At least we come to the moment I've been waiting for, an episode that focuses on series MVPs, Keiichiro and Umika. It's nearly as good as I'd hoped for too. Turns out our red policeman has a lady admirer named Mana. They met at the bistro and share an interest in classical music which leads to light gift exchanges as he lends her records and she brings him flowers from her garden that she claims are just leftovers from work.

Umika takes an interest in the budding romance and pushes to see these two get together. Problem is Mana will soon be going out of country for school which leaves just a couple of days to get keiichiro to profess his feelings. And you know some monster is going to get in the way of young love. This one has the ability to lock people into a blissful dream-dimension while it's treasure allows it to fight be stretching parts of its body. It takes adventage of those skills to trap all three Patranger along with Lupin Yellow in the dreamworld.

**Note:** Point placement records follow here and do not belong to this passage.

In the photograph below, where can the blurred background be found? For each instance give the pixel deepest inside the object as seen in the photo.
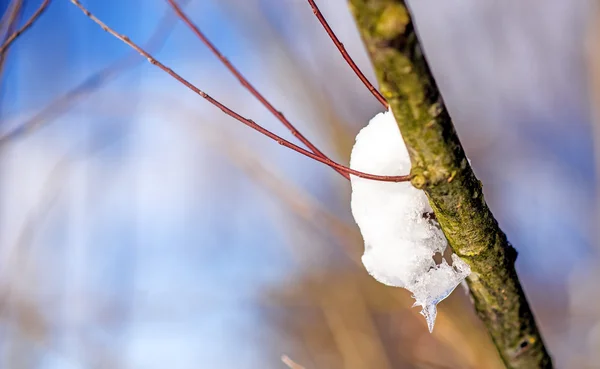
(142, 228)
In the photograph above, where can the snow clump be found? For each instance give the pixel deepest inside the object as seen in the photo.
(401, 238)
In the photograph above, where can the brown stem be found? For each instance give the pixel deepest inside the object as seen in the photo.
(61, 104)
(9, 41)
(248, 122)
(279, 115)
(441, 169)
(345, 55)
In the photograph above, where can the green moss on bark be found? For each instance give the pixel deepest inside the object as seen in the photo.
(440, 168)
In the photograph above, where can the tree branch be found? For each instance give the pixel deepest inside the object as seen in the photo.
(441, 169)
(247, 122)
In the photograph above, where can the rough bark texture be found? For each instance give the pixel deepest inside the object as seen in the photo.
(440, 168)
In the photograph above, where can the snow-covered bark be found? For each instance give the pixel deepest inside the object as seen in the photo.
(401, 238)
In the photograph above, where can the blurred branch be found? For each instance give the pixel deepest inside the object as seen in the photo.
(247, 122)
(441, 169)
(279, 115)
(291, 363)
(89, 85)
(13, 37)
(8, 24)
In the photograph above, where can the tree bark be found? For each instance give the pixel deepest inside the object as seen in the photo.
(441, 169)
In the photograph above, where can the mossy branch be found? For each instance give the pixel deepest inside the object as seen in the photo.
(441, 169)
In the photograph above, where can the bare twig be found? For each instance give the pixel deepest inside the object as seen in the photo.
(248, 122)
(62, 103)
(345, 55)
(8, 24)
(11, 39)
(279, 115)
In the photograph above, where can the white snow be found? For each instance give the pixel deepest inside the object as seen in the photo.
(400, 241)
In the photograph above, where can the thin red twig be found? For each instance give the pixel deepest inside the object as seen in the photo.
(24, 28)
(279, 115)
(62, 103)
(231, 113)
(345, 55)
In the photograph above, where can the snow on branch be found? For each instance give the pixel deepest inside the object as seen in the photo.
(401, 239)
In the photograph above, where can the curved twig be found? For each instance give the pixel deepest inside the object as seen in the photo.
(279, 115)
(248, 122)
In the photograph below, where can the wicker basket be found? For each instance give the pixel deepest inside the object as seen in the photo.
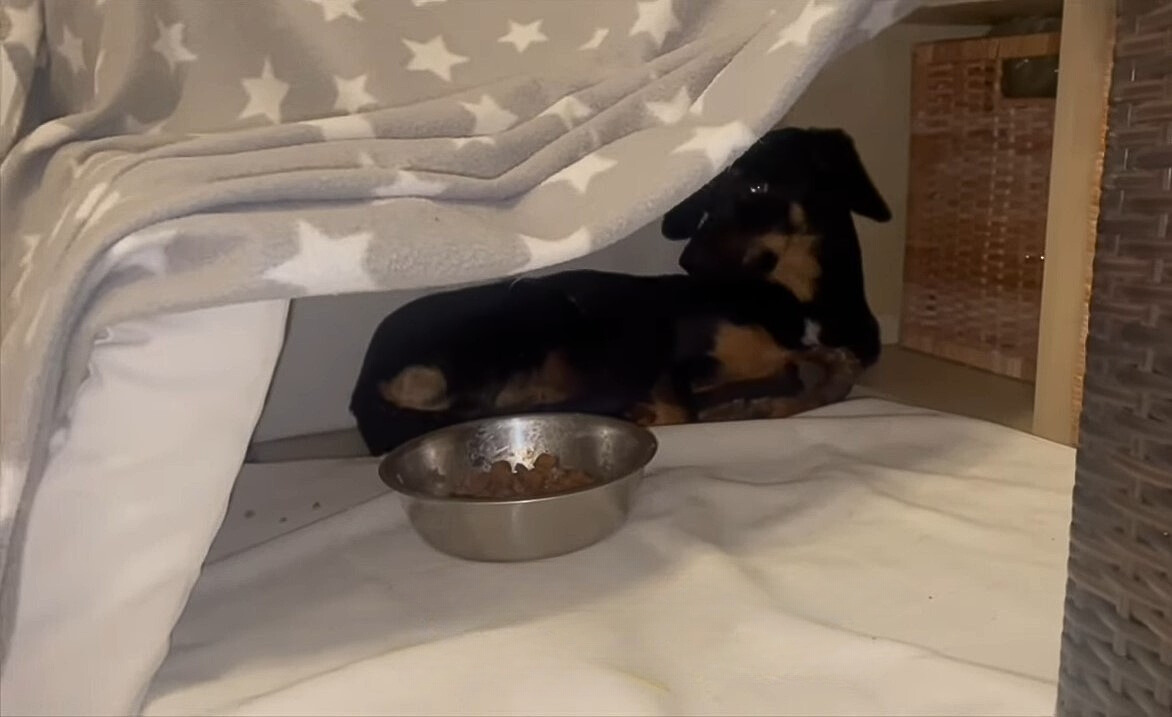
(1117, 637)
(980, 165)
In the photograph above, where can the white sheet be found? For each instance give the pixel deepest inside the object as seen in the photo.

While lost in la la land, Umika searches for Keiichiro in the hopes of waking him so he can get to Mana before she flies off to Europe. Initially he's too lost in a blisfull daze, unaware that some monster is draining the life-force from his body. It's then that Umika remembers a song the two potential lovebirds shared an interest in and begins to hum it. This leads to a semi-musical moment that comes across as more odd than it should have. Still; her plan works and everyone's awake and fighting again.

Even with the world saved yet again, Keiichiro neglects to see Mana off at the airport. She doesn't hold this against him. In fact she seems to understand why he didn't show and wishes him luck in his fight against the Ganglers. Umika is far less forgiving when she confronts him that night. When she asks why he didn't go to the airport, he responds that he can't pursue two things at once as he's too awkward. She storms off while he begins to reconsider her and her friends as suspects. She was in the dreamworld after Lupin Yellow had been knocked out after all.

Unfortunately there is a something missing from this episode. When Umika wakes up in dreamland she finds everyone hypnotized by the things they love most yet she remains unaffected. Are we simply supposed to accept that she was so driven to get two people together that nothing would stand in her way? If so then there's some real missed potential as she could have reunited with a fake of her friend, Shiho. Maybe this incident will be brought up again later on but for now it seems odd that the monsters powers didn't affect her.

Looking ahead it seems like the main plot is about to undergo a few big events. The villains are making more back-alley deals, something seems to be going on with Goody-Striker, and it's about time for the new ranger to make himself known.
The show continues to provide excellent entertainment week after week. More than that it has smoothed out nearly every issues that has popped up. Currently the biggest issues are that some of the dangling plot-threads should probably start getting picked up, and Touma needs to bond more with other characters. As it stands, the Patrangers enjoy the company of the bistro workers and occasionally have civil interactions with their thief counterparts, Kairi has a decent level of respect for the cops, and Umika could almost be considered a member of both teams by this point. Touma is still very separate from everyone, and while that fits his personality, it could quickly become a detriment to the character if he can only develop through interactions with kairi.

Phew! (wipes brow) Was that ever one hell of a big recap. Now that everything is starting to settle down I hope to get back to normal length recaps. If you don't mind, I have to figure out whether or not I'm actually enrolled in college again.